By a vote of 19-12, the Texas state Senate has approved legislation that would allow licensed professionals to refuse to serve anyone – including LGBTQ people – based on “sincerely held religious beliefs.”
The vote went down Democrat, Sen. Eddie Lucio, voted for the bill, and one Republican, Sen. Kel Seliger, voted against.
According to The Texas Tribune, the bill has become a top legislative priority for Lt. Gov. Dan Patrick (R).
The bill’s sponsor, State Sen. Charles Perry (R), says Senate Bill 17 would allow professionals who are licensed by the state – like lawyers, social workers, barbers, pharmacists, physicians or plumbers – to cite their beliefs as a valid defense should they be brought up on charges by their respective credentialing boards due to professional behavior or speech.
The legislation does include a requirement that medical professionals would have to treat patients who are at risk of death or serious injury.
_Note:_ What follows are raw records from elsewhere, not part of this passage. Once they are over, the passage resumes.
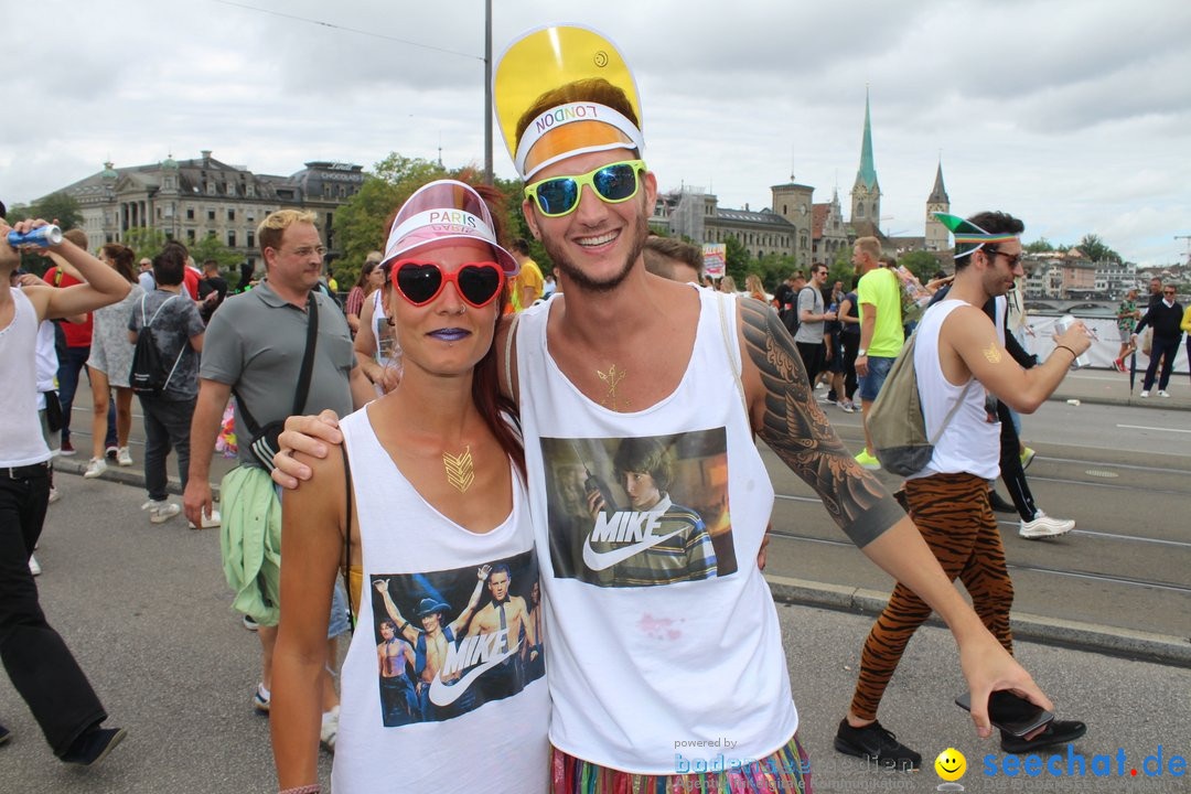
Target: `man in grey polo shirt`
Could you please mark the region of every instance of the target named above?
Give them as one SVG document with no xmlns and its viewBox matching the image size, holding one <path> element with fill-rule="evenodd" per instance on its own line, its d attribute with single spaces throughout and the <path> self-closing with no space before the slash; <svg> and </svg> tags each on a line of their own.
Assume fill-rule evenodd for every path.
<svg viewBox="0 0 1191 794">
<path fill-rule="evenodd" d="M 823 371 L 825 346 L 823 324 L 835 319 L 835 312 L 823 311 L 823 286 L 827 283 L 827 265 L 811 268 L 811 282 L 798 292 L 798 333 L 794 343 L 806 368 L 806 380 L 813 386 L 816 376 Z"/>
<path fill-rule="evenodd" d="M 183 502 L 191 521 L 202 526 L 204 517 L 211 513 L 211 483 L 207 481 L 211 456 L 224 407 L 235 389 L 241 468 L 224 480 L 223 545 L 225 563 L 230 556 L 241 562 L 255 555 L 260 565 L 261 573 L 256 576 L 260 587 L 256 582 L 248 582 L 248 587 L 237 594 L 237 606 L 243 606 L 243 590 L 248 590 L 249 595 L 264 593 L 261 602 L 254 604 L 251 609 L 251 617 L 260 624 L 257 633 L 262 646 L 261 686 L 252 704 L 257 711 L 268 712 L 273 644 L 276 639 L 280 502 L 264 488 L 268 475 L 258 473 L 263 475 L 262 480 L 255 471 L 260 463 L 249 451 L 252 433 L 244 420 L 243 407 L 248 406 L 260 427 L 289 415 L 306 349 L 308 300 L 318 301 L 318 333 L 305 409 L 318 412 L 331 408 L 341 414 L 349 413 L 372 399 L 374 393 L 356 363 L 343 312 L 325 293 L 314 289 L 326 252 L 314 226 L 314 214 L 295 210 L 274 212 L 261 223 L 257 239 L 264 257 L 266 281 L 250 292 L 227 299 L 207 326 L 199 373 L 199 399 L 191 425 L 191 476 Z M 229 487 L 230 481 L 233 487 Z M 252 495 L 251 504 L 235 504 L 236 499 L 249 500 L 247 494 Z M 245 531 L 249 525 L 260 521 L 267 527 L 275 527 L 278 537 L 270 536 L 262 542 L 260 532 Z M 250 549 L 254 539 L 256 546 Z M 268 549 L 262 551 L 262 545 Z M 225 564 L 225 570 L 229 568 L 235 569 L 236 565 Z M 255 565 L 251 569 L 255 570 Z M 230 582 L 231 579 L 229 575 Z M 248 608 L 243 611 L 249 613 Z M 332 607 L 329 637 L 337 637 L 347 627 L 344 607 Z M 329 649 L 329 658 L 333 659 L 332 649 Z M 337 698 L 329 674 L 324 677 L 323 700 L 323 711 L 333 715 Z M 328 721 L 329 718 L 324 718 L 324 724 Z"/>
</svg>

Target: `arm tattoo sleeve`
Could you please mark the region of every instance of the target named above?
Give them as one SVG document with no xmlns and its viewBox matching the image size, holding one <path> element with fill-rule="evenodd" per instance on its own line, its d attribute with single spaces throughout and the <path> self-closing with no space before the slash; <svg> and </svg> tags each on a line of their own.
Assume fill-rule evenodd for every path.
<svg viewBox="0 0 1191 794">
<path fill-rule="evenodd" d="M 762 440 L 815 489 L 852 542 L 865 546 L 905 513 L 835 434 L 777 313 L 757 301 L 742 300 L 741 318 L 744 346 L 765 388 Z"/>
</svg>

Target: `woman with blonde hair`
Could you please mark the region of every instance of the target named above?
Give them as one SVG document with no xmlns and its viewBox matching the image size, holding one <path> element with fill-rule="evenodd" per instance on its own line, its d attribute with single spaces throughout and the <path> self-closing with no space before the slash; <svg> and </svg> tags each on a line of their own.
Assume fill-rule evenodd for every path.
<svg viewBox="0 0 1191 794">
<path fill-rule="evenodd" d="M 270 718 L 283 794 L 320 790 L 319 674 L 341 563 L 358 625 L 336 794 L 548 788 L 524 450 L 492 345 L 518 269 L 498 242 L 498 199 L 441 180 L 401 207 L 385 263 L 404 376 L 339 423 L 342 455 L 303 456 L 322 487 L 283 495 Z M 444 210 L 453 223 L 432 220 Z"/>
<path fill-rule="evenodd" d="M 136 269 L 136 254 L 119 243 L 108 243 L 100 249 L 99 258 L 132 285 L 129 294 L 118 304 L 96 308 L 91 338 L 91 356 L 87 358 L 87 375 L 91 377 L 92 421 L 91 463 L 85 477 L 98 477 L 107 470 L 104 459 L 104 438 L 107 434 L 107 406 L 111 390 L 116 389 L 116 462 L 132 465 L 129 452 L 129 431 L 132 429 L 132 389 L 129 388 L 129 370 L 132 369 L 132 343 L 129 342 L 129 318 L 132 307 L 139 304 L 141 289 Z"/>
<path fill-rule="evenodd" d="M 348 292 L 348 301 L 344 304 L 343 311 L 347 313 L 348 327 L 351 329 L 353 336 L 360 332 L 360 312 L 363 308 L 364 299 L 376 292 L 382 283 L 379 268 L 380 251 L 373 251 L 364 260 L 363 267 L 360 268 L 360 277 L 356 279 L 355 286 Z"/>
</svg>

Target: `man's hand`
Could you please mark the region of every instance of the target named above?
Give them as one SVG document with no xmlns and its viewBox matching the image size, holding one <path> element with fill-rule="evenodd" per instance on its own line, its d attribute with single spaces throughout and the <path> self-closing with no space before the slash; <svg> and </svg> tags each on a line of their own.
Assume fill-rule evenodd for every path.
<svg viewBox="0 0 1191 794">
<path fill-rule="evenodd" d="M 607 502 L 604 501 L 604 495 L 600 492 L 587 493 L 587 512 L 591 513 L 592 518 L 599 518 L 599 514 L 606 509 Z"/>
<path fill-rule="evenodd" d="M 960 643 L 960 668 L 972 695 L 972 721 L 981 738 L 992 736 L 989 695 L 997 689 L 1010 689 L 1036 706 L 1054 711 L 1054 704 L 1030 674 L 987 631 Z"/>
<path fill-rule="evenodd" d="M 205 477 L 202 480 L 191 477 L 186 482 L 186 493 L 182 494 L 186 518 L 191 519 L 194 526 L 202 526 L 202 517 L 211 518 L 211 483 Z"/>
<path fill-rule="evenodd" d="M 273 456 L 273 481 L 282 488 L 297 488 L 300 480 L 313 476 L 310 467 L 299 463 L 293 452 L 303 452 L 311 457 L 323 458 L 330 452 L 329 445 L 343 443 L 339 432 L 339 417 L 328 408 L 317 417 L 289 417 L 286 429 L 278 437 L 281 449 Z"/>
<path fill-rule="evenodd" d="M 1136 335 L 1133 335 L 1136 337 Z M 1092 338 L 1087 336 L 1087 326 L 1083 320 L 1075 320 L 1071 327 L 1054 337 L 1055 345 L 1071 348 L 1078 358 L 1081 352 L 1092 346 Z"/>
</svg>

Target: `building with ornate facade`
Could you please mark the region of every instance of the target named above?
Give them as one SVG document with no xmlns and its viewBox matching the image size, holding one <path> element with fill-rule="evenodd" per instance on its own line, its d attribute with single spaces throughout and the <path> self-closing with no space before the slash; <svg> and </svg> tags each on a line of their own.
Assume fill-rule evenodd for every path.
<svg viewBox="0 0 1191 794">
<path fill-rule="evenodd" d="M 697 243 L 723 243 L 729 237 L 740 240 L 750 257 L 788 256 L 794 267 L 807 269 L 815 262 L 831 263 L 842 249 L 849 249 L 858 237 L 873 236 L 886 254 L 936 251 L 950 249 L 947 229 L 933 215 L 947 212 L 950 199 L 943 187 L 942 163 L 935 170 L 935 185 L 927 198 L 927 225 L 922 237 L 887 237 L 880 230 L 881 188 L 873 157 L 872 117 L 865 93 L 865 126 L 860 145 L 860 167 L 852 187 L 850 218 L 844 219 L 840 193 L 831 200 L 815 204 L 815 188 L 794 182 L 769 188 L 771 205 L 762 210 L 721 207 L 715 194 L 698 187 L 682 187 L 661 193 L 654 206 L 650 226 L 671 236 L 687 237 Z"/>
<path fill-rule="evenodd" d="M 318 215 L 332 255 L 335 212 L 360 190 L 362 165 L 311 161 L 289 175 L 254 174 L 204 150 L 194 160 L 104 170 L 62 188 L 79 202 L 82 229 L 93 245 L 123 242 L 133 229 L 157 229 L 187 245 L 217 237 L 255 264 L 256 226 L 275 210 L 310 210 Z"/>
</svg>

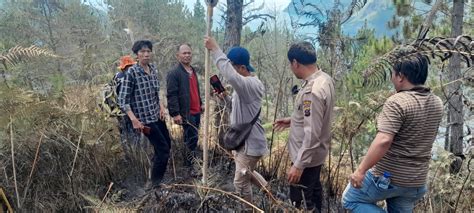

And licensed law enforcement officers would not be covered by the law.
Opponents of the bill say “sincerely held religious beliefs” is a vague concept that could ultimately excuse any unprofessional behavior.
Equality Texas, an LGBTQ advocacy group, called SB 17 this legislative session’s “number one threat to the LGBTQ community.”
Samantha Smoot, Equality Texas’ executive director, said in a statement, “Dan Patrick has doubled down on his attack on the LGBTQ community, moving out of bathrooms and into every single licensed profession in Texas.”
“SB 17 would create a religious litmus test, and open the doors to discrimination and to real harm to LGBTQ Texans. Dan Patrick has launched a whole new war against LGBTQ people,” she added.
Perry pushed back against the ‘discrimination’ label during the debate saying, “It’s not licensing discrimination at any level.”
Sen. Jose Menendez, a San Antonio Democrat, attempted to put that to a test with an amendment to the bill that would specifically prohibit professionals from refusing service based on sexual orientation or gender identity.
Perry allowed the amendment to go to a vote which failed 12–19, which pretty much sums up the motivations behind the bill.
So much for “not licensing discrimination at any level.”
Sen. Borris Miles, a Democrat from Houston, announced in no uncertain terms, “You know that saying, ‘You can put lipstick on a pig? Sen. Perry, this is a discrimination bill.”
Major businesses like Google, Facebook and Amazon have all announced their opposition to the bill.
The Human Rights Campaign issued a statement today after the vote.
“Today’s vote on SB 17 marks a dark moment for Texas: the passage of one of the most broadly discriminatory bills under consideration across the country,” said Rebecca Marques, HRC Texas state director. “This bill would allow state-sanctioned discrimination against many Texans, but would particularly impact the LGBTQ community.
“Before the session began, Texas’ elected officials promised to focus on key issues important to all Texans and not to revisit the fights of the previous session,” she continued. “Instead, it’s legislative deja vu, as Dan Patrick is pushing a discriminatory anti-LGBTQ agenda yet again. We implore the House of Representatives to not take up this harmful bill.”
The legislation will head to the state House after one more vote in the Senate which is primarily a procedural step.
The HRC notes that there are “at least” 19 bills in this legislative session that threaten LGBTQ Texans.